Born on March 9, 1946, Lavalou was born into the ‘La Fromagerie Lavalou’ family in Bourg Saint Leonard, Normandie, France. He developed a passion for film at an early age and traveled to Paris to attend the Ecole Nationale Superieure Louis Lumiere film school, graduating in 1968 before entering national service.
It was during his national service in the French Navy film department that Jean-Marie’s life path would change forever when he met his inventor partner, Alain Masseron. Together, they created never-before-seen camera movements while making a film inside a submarine by attaching the camera to the end of a wooden pole and tracking through the narrow vessel.

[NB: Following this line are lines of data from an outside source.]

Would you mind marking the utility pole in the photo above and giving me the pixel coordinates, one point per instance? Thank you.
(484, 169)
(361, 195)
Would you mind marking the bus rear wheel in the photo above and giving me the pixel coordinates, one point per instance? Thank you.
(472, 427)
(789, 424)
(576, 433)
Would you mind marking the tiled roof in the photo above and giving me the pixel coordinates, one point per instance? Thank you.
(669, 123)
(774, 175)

The young inventors then brought their device to the camera rental house SamAlga Cinema in Paris. Upon seeing its potential, chief engineer Albert Vigier quickly introduced them to David Samuelson of Samuelson Film Service in London. With the combined teams of engineers and the eureka moment of combining the device with the in-development video assist system that Joe Dunton was working on at Samuelsons, the first remote head for motion picture filmmaking was born.

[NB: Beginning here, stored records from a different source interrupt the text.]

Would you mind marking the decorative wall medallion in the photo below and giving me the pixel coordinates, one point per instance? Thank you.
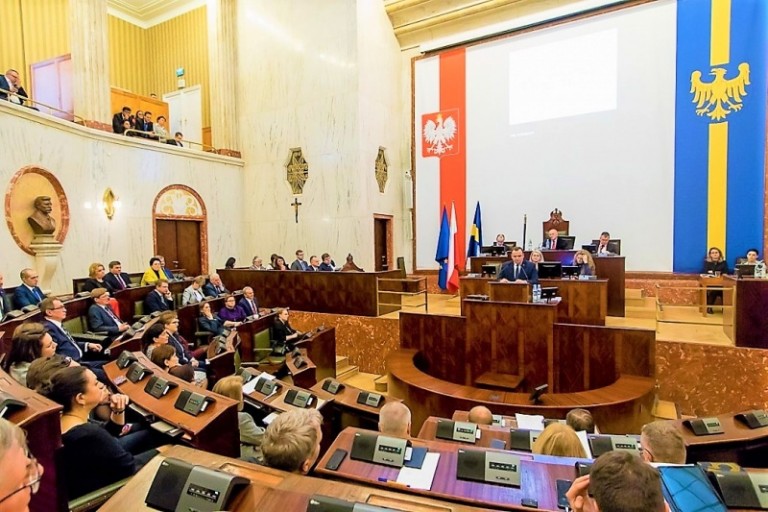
(381, 169)
(297, 171)
(35, 200)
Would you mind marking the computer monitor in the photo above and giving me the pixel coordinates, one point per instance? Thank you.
(550, 269)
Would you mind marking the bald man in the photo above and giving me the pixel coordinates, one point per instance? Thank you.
(395, 420)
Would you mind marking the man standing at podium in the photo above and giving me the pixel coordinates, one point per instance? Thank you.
(518, 270)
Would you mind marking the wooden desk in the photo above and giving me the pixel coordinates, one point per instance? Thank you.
(40, 419)
(444, 486)
(272, 490)
(746, 323)
(738, 443)
(348, 293)
(611, 268)
(215, 429)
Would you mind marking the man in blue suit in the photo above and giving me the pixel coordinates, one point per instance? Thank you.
(159, 299)
(248, 303)
(101, 318)
(28, 293)
(518, 270)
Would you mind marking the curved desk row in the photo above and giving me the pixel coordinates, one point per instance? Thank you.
(619, 408)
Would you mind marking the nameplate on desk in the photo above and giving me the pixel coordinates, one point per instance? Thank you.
(332, 386)
(369, 447)
(600, 444)
(137, 371)
(456, 431)
(704, 426)
(192, 403)
(369, 399)
(299, 398)
(754, 419)
(125, 359)
(158, 386)
(523, 439)
(488, 466)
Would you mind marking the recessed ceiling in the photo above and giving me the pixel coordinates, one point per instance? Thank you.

The story of the Louma Crane is well documented and it was the passionate (some would say obsessive) Lavalou who brought together the many talented engineers who made his and Masseron’s vision possible. He lived his dream of working with the likes of Roman Polanski and Steven Spielberg, and he was forever in awe of Directors and Directors of Photography, striving to create new equipment for them to use on set.

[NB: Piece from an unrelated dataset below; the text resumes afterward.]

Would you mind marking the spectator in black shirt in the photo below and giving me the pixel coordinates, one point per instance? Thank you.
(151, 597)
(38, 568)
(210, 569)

Receiving the Academy Award of Merit in 2005 with his co-inventors was most assuredly a career highlight for Lavalou. In later years, he was also responsible (alongside the development of the Louma 2 telescopic crane) for bringing the Spydercam system to France when he designed the stadium roof fittings and pulleys on which the wires are attached.
Lavalou was considered a mentor and friend by many, and he liked to tell stories over bottles of wine, walk in the Pyrenees, and spend holidays with his family in Brittany. On Sundays, he could be found in the library at the La cité des sciences et de l’industrie, Paris’ Museum of Science and Industry.
It was the L-o-u from his surname and the M-a from Masseron that combined to become the name of the world’s first motion picture remote camera system. That will be his legacy, and because of that, he will never be forgotten, be it by those in the film industry, the crews he worked with around the world, or his family.